The Ghanaian government on Thursday called for the implementation of the African Continental Free Trade Area (AfCFTA) on shared production lines to achieve sustainable intra-continental trade that inures to the benefit of African citizens.

   Ghana’s Trade, Agribusiness, and Industry Minister Elizabeth Ofosu-Adjare said during the fifth joint meeting of the Economic Community of West African States (ECOWAS) Ministers of Trade and Industry (ECOMOTI-5) in Accra, the Ghanaian capital, that the export baskets dominated by raw commodities destined for markets outside the continent would not bring the transformation envisaged under AfCFTA.

   Within the ECOWAS subregion, Ofosu-Adjare remarked that intra-regional trade in formal terms still hovers at roughly one tenth of its total trade because “we produce little that our neighbors buy and we buy little that our neighbors produce.”

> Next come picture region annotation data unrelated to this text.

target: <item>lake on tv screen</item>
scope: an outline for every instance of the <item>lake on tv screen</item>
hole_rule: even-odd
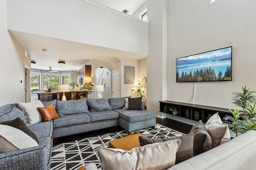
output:
[[[182,71],[184,72],[184,74],[186,72],[187,74],[188,74],[191,71],[193,74],[194,71],[196,72],[197,70],[198,70],[198,71],[200,71],[201,69],[204,70],[205,68],[206,69],[209,69],[210,67],[212,70],[214,70],[216,76],[218,76],[218,74],[220,71],[221,72],[223,75],[224,74],[228,66],[231,66],[231,59],[182,65],[177,66],[176,69],[179,70],[179,75],[180,77]]]

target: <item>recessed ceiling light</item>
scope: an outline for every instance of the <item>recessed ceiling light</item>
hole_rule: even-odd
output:
[[[124,10],[123,10],[122,11],[122,12],[123,13],[124,13],[124,14],[128,14],[129,13],[129,10],[126,10],[126,9],[125,9]]]
[[[65,61],[59,61],[58,63],[60,65],[65,65]]]

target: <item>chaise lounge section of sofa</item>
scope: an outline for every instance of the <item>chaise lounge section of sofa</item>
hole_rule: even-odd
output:
[[[134,121],[141,124],[142,121],[148,121],[148,123],[138,125],[134,124],[134,122],[127,121],[126,125],[130,125],[127,127],[119,123],[119,121],[122,121],[120,117],[121,115],[129,115],[130,113],[131,120],[136,111],[122,109],[125,105],[125,98],[84,98],[67,101],[54,100],[42,102],[44,106],[52,104],[59,117],[28,126],[38,138],[39,146],[0,153],[0,169],[49,169],[54,138],[116,127],[118,125],[128,132],[155,125],[156,113],[144,110],[143,103],[142,110],[137,111],[141,117],[134,119]],[[28,123],[18,104],[0,107],[0,122],[17,117],[20,118],[25,123]]]

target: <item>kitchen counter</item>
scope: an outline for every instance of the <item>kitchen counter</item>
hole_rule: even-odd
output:
[[[88,92],[92,92],[94,90],[86,90]],[[71,100],[76,100],[76,95],[78,92],[82,92],[84,91],[83,90],[80,90],[77,89],[71,90],[69,92],[71,92]],[[54,100],[59,100],[60,92],[57,90],[52,90],[51,92],[39,92],[38,93],[38,100],[41,100],[42,102],[50,101]]]

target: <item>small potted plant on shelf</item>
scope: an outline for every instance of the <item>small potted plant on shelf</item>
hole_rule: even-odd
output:
[[[83,87],[82,88],[83,89],[83,90],[84,90],[84,91],[82,93],[79,93],[78,94],[78,95],[80,96],[80,97],[81,98],[81,99],[82,98],[87,98],[87,97],[88,96],[88,92],[87,92],[86,90],[85,90],[85,89],[88,90],[88,89],[86,87]]]
[[[135,91],[135,93],[138,93],[138,95],[141,97],[141,99],[142,100],[142,101],[144,102],[144,104],[146,103],[146,98],[143,95],[142,95],[142,93],[144,93],[145,92],[146,92],[146,90],[142,90],[142,87],[143,87],[143,84],[142,84],[141,83],[138,83],[139,87],[138,89],[136,90],[132,89],[131,91]]]
[[[175,116],[178,114],[178,110],[177,109],[177,107],[176,106],[172,106],[170,107],[169,107],[169,110],[171,111],[171,112],[173,114],[173,115]]]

   The clearest path to making the AfCFTA real, she said, is “for us to work together to develop regional value chains, particularly in textiles, apparel, and the automotive sector, where our complementarities are strongest.”

   In that regard, she said cotton grown in one country must be spun in another, finished in a third, and sold across the continent, while the rules of origin adopted reward precisely that kind of collaboration.

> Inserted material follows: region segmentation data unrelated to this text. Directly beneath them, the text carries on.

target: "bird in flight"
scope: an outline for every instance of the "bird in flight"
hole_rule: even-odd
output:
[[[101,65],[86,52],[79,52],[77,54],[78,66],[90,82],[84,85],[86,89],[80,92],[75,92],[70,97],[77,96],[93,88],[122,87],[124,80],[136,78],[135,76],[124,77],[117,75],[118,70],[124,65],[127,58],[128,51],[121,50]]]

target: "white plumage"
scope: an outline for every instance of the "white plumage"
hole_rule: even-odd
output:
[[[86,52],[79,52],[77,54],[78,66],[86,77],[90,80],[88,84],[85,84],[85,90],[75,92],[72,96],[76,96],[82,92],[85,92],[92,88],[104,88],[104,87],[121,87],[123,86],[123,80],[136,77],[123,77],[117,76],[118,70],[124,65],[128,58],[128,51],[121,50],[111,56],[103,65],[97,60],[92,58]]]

   “Our positions must incentivize manufacturing on this continent, deepen the use of regional inputs, and make it genuinely worthwhile to produce together rather than to import from outside,” Ofosu-Adjare urged.

   She added, “An AfCFTA built on shared production lines, not relabeled imports, is an AfCFTA that will endure.”

   The minister pledged Ghana’s readiness to co-invest, co-produce, and co-open markets for regionally made goods, urging all ECOWAS member states to adopt the same spirit of partnership and urgency.

   Kalilou Sylla, commissioner for Economic Affairs and Agriculture of the ECOWAS Commission, said that the member states have created a solid base for cooperation through trade agreements, a common tariff, free movement rules, and the West African Common Industrial Policy.  

  “The true measure of integration is how effectively we convert these commitments into tangible benefits for citizens, businesses, women traders, and young entrepreneurs across our region,” Sylla added.